In tutti questi anni ha potuto vivere da vicino il calcio dilettantistico ligure in tutte le sue forme. Oggi trova delle differenze rispetto a quando ha iniziato?
“Per quanto riguarda la Federazione, mi sembra sempre un mondo molto vecchio, lo era prima e lo è ancora oggi. Il problema non è anagrafico, è che non si lavora con i giovani e non si accettano i cambiamenti. Le società sono state costrette a migliorarsi, in questo senso è cambiato moltissimo. Prima figure come il preparatore atletico, il preparatore dei portieri o l’allenatore in seconda non c’erano, mentre oggi alcune società di Eccellenza hanno dei mister con staff di cinque persone. Stiamo scimmiottando molto il calcio professionistico: questo porta a migliorare la qualità e il livello del calcio dilettantistico, ma ci sono anche delle derive negative, una su tutte la preparazione. Noi iniziamo il campionato il 29 settembre e c’è qualcuno che ha iniziato la preparazione il 25 luglio. Questo non serve alla società o alla squadra, serve, secondo me, all’allenatore perché in questo modo si sente professionista. Semplicemente anticipando il calendario. Questo non è essere professionali, ma credere di essere professionisti.
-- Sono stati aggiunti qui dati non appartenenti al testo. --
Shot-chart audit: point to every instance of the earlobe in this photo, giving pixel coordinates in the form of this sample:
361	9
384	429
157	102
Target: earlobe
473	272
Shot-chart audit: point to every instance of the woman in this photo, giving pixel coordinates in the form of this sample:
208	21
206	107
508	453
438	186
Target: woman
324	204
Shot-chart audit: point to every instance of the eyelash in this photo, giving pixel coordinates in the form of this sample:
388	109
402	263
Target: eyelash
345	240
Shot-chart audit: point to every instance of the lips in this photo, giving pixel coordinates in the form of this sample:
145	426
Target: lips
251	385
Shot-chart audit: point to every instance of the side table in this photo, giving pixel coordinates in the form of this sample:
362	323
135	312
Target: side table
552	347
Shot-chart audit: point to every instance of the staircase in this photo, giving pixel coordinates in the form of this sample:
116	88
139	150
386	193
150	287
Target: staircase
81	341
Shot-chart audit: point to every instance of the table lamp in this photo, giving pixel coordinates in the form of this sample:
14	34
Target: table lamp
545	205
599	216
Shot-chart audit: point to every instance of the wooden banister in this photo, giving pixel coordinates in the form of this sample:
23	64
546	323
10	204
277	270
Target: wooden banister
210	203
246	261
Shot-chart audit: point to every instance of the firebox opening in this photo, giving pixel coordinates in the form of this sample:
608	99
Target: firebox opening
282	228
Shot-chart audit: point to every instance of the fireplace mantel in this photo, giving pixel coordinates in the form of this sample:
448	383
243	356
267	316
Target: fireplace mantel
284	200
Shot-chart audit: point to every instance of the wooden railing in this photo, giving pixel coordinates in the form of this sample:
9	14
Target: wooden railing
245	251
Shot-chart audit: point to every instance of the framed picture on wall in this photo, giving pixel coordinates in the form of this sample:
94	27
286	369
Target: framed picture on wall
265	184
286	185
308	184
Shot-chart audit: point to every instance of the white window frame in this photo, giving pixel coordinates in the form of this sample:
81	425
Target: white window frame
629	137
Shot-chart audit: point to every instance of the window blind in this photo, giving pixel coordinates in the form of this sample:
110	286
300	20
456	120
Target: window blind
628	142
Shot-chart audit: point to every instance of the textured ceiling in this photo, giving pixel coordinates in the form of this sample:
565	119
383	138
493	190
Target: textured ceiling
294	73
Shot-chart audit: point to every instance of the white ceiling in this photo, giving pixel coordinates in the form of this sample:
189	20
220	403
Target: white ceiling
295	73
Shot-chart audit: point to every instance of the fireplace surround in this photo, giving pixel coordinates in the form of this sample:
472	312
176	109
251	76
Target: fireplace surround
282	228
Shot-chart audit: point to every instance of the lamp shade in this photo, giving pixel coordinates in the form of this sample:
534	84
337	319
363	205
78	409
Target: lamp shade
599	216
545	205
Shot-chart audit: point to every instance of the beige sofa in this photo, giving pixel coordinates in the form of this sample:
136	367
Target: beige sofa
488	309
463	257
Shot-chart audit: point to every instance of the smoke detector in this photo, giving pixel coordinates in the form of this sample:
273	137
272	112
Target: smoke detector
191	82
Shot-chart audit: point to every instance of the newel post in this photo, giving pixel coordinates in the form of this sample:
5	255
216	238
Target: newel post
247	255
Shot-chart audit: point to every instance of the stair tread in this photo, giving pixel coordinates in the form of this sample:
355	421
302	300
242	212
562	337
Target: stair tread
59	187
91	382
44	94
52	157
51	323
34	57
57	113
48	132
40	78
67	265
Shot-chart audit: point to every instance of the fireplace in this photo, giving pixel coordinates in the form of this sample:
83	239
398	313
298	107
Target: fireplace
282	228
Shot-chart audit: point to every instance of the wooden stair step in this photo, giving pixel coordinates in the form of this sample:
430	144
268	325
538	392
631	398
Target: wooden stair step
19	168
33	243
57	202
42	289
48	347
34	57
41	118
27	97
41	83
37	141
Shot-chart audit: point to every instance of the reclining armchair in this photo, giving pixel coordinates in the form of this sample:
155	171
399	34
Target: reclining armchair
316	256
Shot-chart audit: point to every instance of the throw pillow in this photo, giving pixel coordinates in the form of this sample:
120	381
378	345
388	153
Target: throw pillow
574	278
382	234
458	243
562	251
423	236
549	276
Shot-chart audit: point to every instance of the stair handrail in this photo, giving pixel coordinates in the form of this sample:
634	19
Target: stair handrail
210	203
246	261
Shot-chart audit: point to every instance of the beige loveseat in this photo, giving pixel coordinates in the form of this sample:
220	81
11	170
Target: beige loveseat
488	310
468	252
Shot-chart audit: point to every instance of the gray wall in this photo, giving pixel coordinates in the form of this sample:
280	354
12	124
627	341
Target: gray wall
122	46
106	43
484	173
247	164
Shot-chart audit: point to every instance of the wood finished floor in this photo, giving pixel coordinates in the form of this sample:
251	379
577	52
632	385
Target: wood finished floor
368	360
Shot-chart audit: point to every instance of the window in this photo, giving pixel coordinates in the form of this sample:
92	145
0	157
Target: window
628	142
Anche il calendario federale è sbagliato, noi iniziamo a fine settembre solo grazie alla presenza di un nuovo torneo Juniores UEFA, ma dovrebbe essere sempre così, permettendo a chiunque, studenti e lavoratori, di programmare anche delle vacanze. La Federazione è molto distante dalle esigenze delle società e di chi fa sport. Il movimento lo fa chi gioca, mentre per i dirigenti federali contano i presidenti. La base devono essere i praticanti.”
Cambiando argomento, tra i grandi allenatori del passato e di oggi c’è qualcuno a cui si ispira o ammira particolarmente?
“Io sono un mazzoniano. Mazzone è stato a lungo considerato un allenatore retrogrado, ma ascoltando le testimonianze dei vari Baggio e Guardiola ne emerge un uomo competente e dal cuore grande. Per me Mazzone è un’icona, a volte un po’ dimenticata. Passando ai giorni nostri, da spettatore e appassionato ammiro Bielsa, per quello che dice e quello che fa, e Klopp, come uomo e per il suo modo di giocare in verticale. Sono tre allenatori tutti molto amati dai loro giocatori. Per dirti un quarto nome, cito Ancelotti. Ha un carattere molto diverso dal mio, possiede una calma e una tranquillità nella gestione che io, in tutti questi anni, non sono mai riuscito a trovare. Sono molto più passionale, un mediano sanguigno, un Gattuso.”